My live-in boyfriend of three years has a daughter, eight, who’s here 30% of the time. (My kids are in their 20s).
My boyfriend does almost everything for her, including showering her and wiping her bottom after she goes “number two.”
She calls him into the bathroom. Early on, she asked me as well. I was shocked, but gave her a lesson.
I thought by now she’d be doing this by herself and they’d realize this isn't acceptable behaviour. It actually turns my stomach.
She can do it but she wants things done for her. Her father got defensive and wouldn’t discuss it.
Also, when I’m away he lets her sleep in my bed.
Frustrated, Alienated, and Turned Off
She’s eight-years-old. Don’t give up on her. She’s still adjusting to you and the living-together situation.
Whatever “lesson” you gave her wasn’t enough to help her understand that a bowel movement is a natural body function and everyone learns to look after themselves.
Somehow, she must manage wiping herself at school, and yes, she likes having things done for her.
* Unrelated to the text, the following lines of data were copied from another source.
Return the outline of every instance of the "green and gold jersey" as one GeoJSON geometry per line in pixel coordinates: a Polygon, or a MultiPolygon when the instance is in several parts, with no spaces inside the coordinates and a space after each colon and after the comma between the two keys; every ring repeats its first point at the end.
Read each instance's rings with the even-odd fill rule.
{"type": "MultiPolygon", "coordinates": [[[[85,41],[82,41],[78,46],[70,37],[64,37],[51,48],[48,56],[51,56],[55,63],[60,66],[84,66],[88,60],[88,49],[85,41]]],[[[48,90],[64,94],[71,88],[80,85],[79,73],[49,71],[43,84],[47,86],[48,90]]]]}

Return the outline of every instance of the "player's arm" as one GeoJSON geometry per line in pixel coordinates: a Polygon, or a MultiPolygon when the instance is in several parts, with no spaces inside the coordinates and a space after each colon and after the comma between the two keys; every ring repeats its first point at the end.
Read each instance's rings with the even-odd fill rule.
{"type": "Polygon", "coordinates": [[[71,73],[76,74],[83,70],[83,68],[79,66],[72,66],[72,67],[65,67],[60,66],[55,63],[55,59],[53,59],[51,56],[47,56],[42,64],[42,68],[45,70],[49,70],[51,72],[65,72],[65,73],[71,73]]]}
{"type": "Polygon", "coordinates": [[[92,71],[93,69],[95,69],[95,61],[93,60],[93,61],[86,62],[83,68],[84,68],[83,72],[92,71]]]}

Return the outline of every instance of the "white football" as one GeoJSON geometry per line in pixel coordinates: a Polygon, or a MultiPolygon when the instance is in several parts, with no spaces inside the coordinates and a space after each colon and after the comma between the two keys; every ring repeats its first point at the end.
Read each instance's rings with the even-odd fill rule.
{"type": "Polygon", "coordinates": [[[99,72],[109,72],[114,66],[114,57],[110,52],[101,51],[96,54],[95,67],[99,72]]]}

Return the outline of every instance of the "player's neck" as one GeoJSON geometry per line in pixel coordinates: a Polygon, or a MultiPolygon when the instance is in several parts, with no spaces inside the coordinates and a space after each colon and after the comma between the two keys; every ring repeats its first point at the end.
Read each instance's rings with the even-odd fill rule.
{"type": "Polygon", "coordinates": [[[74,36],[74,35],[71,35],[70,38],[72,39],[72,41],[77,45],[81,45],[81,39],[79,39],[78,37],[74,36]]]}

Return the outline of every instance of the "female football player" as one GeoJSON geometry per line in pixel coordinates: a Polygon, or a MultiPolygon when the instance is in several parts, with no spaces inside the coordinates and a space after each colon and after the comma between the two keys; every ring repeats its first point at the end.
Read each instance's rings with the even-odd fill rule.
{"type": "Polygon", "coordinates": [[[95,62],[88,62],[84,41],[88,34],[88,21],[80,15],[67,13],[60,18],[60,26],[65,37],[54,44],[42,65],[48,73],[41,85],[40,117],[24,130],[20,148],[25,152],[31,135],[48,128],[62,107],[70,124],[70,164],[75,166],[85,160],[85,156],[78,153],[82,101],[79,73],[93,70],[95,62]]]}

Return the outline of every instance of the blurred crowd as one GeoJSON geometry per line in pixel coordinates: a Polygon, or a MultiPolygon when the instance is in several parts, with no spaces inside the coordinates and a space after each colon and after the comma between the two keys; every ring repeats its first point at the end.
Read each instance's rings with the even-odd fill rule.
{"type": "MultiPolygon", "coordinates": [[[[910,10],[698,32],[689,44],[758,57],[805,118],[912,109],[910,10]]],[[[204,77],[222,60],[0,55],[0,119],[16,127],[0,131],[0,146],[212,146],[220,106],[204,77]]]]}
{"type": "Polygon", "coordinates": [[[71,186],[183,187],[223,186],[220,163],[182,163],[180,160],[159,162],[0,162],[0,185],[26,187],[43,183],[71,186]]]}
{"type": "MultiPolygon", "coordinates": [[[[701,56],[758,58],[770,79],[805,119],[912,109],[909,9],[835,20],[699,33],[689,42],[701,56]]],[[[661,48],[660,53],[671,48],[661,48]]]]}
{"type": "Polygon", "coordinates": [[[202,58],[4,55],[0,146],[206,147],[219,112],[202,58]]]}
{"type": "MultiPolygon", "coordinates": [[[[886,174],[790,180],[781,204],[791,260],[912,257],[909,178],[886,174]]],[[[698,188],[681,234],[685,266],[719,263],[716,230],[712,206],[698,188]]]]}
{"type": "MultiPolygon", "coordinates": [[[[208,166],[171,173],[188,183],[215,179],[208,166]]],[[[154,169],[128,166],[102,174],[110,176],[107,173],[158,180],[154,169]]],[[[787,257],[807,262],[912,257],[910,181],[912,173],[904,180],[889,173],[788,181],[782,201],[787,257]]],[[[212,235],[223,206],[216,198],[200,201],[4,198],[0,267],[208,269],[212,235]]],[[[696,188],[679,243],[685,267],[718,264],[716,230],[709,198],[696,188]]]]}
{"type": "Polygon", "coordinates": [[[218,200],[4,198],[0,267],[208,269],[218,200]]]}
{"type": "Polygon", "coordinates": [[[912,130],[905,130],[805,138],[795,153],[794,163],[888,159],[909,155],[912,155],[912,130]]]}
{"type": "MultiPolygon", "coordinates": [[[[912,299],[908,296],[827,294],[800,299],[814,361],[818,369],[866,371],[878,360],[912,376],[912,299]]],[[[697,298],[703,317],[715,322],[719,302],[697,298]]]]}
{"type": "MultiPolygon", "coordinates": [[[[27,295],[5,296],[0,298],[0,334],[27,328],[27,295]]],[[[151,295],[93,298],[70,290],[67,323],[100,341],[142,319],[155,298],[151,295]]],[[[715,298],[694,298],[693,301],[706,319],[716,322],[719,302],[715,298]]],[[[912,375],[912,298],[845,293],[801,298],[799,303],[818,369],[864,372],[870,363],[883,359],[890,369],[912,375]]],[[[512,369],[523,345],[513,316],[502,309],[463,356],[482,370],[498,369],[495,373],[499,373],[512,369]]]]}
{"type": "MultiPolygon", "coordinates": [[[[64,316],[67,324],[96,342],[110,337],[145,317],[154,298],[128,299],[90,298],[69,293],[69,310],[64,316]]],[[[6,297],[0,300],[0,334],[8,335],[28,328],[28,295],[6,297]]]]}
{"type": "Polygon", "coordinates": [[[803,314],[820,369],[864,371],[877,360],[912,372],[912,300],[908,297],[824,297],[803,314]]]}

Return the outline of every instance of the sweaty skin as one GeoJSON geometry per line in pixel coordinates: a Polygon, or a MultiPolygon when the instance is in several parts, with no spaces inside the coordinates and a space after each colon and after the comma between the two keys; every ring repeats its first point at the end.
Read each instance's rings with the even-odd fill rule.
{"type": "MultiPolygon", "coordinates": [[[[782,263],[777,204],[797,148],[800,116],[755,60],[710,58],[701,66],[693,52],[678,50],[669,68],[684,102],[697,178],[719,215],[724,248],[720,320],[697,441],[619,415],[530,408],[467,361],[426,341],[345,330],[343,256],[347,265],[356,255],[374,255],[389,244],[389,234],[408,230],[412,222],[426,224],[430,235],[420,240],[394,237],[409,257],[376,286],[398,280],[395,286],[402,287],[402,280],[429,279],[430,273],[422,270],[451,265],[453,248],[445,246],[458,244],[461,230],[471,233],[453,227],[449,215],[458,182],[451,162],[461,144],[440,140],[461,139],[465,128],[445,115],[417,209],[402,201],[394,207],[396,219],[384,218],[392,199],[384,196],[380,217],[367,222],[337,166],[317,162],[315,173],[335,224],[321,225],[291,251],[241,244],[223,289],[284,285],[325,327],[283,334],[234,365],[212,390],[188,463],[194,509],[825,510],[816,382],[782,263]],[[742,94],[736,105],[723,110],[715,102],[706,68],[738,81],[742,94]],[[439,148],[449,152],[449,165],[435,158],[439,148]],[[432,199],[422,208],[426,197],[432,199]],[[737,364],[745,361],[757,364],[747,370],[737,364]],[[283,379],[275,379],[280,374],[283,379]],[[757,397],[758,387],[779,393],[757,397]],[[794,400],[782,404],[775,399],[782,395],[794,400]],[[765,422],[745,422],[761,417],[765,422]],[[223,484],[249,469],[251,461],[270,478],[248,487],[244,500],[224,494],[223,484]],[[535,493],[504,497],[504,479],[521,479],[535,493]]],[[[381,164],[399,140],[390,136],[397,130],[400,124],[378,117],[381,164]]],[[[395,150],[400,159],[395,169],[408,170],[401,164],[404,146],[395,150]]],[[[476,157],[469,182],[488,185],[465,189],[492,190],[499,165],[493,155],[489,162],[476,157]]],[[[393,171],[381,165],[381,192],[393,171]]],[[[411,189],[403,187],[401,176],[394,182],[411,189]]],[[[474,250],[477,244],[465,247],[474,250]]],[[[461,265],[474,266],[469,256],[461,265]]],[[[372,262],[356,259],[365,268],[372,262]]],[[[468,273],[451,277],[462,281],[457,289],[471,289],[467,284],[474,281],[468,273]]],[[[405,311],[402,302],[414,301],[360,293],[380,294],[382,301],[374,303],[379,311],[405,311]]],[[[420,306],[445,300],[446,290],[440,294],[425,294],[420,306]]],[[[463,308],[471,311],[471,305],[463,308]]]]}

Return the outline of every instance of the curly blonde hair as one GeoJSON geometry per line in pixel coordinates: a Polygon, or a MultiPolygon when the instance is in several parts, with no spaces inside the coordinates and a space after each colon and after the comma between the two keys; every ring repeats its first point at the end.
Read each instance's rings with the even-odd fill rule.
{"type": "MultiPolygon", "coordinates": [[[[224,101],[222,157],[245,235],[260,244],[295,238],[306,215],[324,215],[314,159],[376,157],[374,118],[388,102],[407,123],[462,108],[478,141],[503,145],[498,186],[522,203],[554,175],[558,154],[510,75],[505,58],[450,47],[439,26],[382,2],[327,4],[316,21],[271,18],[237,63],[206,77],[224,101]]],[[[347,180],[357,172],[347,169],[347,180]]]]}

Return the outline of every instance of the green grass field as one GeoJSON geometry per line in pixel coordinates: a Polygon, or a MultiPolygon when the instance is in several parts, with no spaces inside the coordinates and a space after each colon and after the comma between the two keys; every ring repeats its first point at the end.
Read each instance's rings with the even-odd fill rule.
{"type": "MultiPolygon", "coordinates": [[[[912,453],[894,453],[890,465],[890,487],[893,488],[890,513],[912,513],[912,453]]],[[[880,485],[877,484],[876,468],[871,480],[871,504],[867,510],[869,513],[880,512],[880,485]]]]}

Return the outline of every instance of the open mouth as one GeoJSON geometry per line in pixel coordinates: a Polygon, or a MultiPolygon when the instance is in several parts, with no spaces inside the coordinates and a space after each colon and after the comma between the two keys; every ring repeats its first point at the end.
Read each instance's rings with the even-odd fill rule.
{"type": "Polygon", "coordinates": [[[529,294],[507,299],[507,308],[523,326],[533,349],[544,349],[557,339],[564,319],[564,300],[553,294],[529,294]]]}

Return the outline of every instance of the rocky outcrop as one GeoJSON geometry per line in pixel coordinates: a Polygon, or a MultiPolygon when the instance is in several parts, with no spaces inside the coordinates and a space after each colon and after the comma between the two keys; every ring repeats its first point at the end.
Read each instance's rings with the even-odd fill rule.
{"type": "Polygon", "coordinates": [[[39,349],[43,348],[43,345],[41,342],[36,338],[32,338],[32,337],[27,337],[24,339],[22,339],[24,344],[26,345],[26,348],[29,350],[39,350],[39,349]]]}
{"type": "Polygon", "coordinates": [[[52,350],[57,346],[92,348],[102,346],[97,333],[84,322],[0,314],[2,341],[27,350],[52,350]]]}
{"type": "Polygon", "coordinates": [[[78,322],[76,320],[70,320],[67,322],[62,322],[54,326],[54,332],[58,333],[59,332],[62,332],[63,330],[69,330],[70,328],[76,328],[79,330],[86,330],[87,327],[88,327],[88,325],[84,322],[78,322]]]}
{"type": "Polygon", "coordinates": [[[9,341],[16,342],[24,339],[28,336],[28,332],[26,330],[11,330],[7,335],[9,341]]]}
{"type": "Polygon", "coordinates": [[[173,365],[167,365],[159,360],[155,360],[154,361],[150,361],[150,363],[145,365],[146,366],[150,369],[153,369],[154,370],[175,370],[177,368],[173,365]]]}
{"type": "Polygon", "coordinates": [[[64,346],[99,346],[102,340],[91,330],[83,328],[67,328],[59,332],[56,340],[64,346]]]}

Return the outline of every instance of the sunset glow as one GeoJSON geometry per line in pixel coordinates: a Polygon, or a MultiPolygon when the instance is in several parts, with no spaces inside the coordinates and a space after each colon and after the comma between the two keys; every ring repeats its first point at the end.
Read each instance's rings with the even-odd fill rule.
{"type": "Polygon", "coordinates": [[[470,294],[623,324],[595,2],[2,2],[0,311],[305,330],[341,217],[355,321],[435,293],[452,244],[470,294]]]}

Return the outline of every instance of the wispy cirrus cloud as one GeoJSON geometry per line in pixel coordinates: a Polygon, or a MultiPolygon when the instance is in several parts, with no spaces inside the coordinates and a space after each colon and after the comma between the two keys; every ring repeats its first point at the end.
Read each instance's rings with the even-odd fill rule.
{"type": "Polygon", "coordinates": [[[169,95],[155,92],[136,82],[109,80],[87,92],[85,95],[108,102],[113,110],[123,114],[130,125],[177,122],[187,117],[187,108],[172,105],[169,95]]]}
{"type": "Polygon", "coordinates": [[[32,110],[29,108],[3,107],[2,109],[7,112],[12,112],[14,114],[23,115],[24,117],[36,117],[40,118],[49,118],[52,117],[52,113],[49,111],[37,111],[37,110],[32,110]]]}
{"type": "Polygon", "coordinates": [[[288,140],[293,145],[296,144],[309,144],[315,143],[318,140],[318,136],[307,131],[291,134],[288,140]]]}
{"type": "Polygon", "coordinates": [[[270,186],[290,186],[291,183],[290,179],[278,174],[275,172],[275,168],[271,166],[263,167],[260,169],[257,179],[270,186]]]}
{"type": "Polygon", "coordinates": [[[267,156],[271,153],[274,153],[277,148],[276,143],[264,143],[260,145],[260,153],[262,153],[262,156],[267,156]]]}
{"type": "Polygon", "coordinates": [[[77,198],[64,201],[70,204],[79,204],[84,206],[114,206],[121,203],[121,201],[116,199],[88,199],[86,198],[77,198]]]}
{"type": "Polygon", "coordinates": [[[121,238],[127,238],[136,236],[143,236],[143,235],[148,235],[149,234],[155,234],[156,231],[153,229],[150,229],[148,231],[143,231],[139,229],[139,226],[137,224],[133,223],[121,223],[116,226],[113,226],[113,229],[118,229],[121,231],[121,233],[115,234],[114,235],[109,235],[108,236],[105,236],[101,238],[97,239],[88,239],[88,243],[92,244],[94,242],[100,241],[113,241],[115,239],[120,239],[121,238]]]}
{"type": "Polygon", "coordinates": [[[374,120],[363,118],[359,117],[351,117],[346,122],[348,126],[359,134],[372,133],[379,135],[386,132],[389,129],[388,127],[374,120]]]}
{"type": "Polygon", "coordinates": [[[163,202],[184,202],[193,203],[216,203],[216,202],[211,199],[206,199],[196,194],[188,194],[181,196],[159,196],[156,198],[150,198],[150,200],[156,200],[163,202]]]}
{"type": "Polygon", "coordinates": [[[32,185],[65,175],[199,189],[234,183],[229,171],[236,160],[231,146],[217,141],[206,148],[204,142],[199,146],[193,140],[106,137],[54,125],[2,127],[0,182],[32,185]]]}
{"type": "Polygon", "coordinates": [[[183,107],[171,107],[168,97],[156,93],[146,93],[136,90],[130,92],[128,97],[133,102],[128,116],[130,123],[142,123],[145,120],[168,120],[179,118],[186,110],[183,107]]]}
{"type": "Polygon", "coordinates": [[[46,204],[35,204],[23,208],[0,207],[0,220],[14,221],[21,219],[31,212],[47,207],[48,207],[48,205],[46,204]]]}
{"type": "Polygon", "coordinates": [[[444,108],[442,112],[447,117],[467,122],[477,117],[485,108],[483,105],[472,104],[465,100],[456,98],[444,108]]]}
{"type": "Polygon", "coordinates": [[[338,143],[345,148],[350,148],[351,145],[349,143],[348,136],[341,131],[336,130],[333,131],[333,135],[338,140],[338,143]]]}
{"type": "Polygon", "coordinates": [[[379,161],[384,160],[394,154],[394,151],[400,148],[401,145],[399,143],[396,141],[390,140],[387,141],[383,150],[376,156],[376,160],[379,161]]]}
Her father’s doing her no favour by keeping this up, but your overreaction of a turned stomach isn’t helping any of you.
Try another approach with kindness. Reward some progress, even if it’s with a treat.
Don’t argue with your partner about it, just tell him that it’s important to help her learn to be a “big girl” about this body function.
Join him in other ways to be helpful and encouraging to her.
To stay together, you need to be part of raising his child.
FEEDBACK Regarding the tragedy of a friend’s daughter, 18, widowed with a one-year-old, when her husband died in a car crash (Jan. 27 column):
Ellie - The friend worried that, months later, the young woman was partying, rather than working or attending school.
Counselling wasn’t easily available to the small-town community. Concern, then, was how to get her some, and readers responded.
Recently, I was sent an update: the single mom refused to seek help and is now using methamphetamine, pot, crack, etc. Her child was removed by children’s services and a group of friends are taking turns caring for the child.
The writer says the mom’s in denial, insisting it's all lies.
“She blames everyone but herself, and refuses to speak to any of us whom she considers meddlers, making it harder for everyone,” she wrote.
Any ideas or suggestions from those with experience in these kinds of circumstances?
Tip of the day:
After years of creating resentment, a “changed” spouse needs to prove he/she’s trustworthy.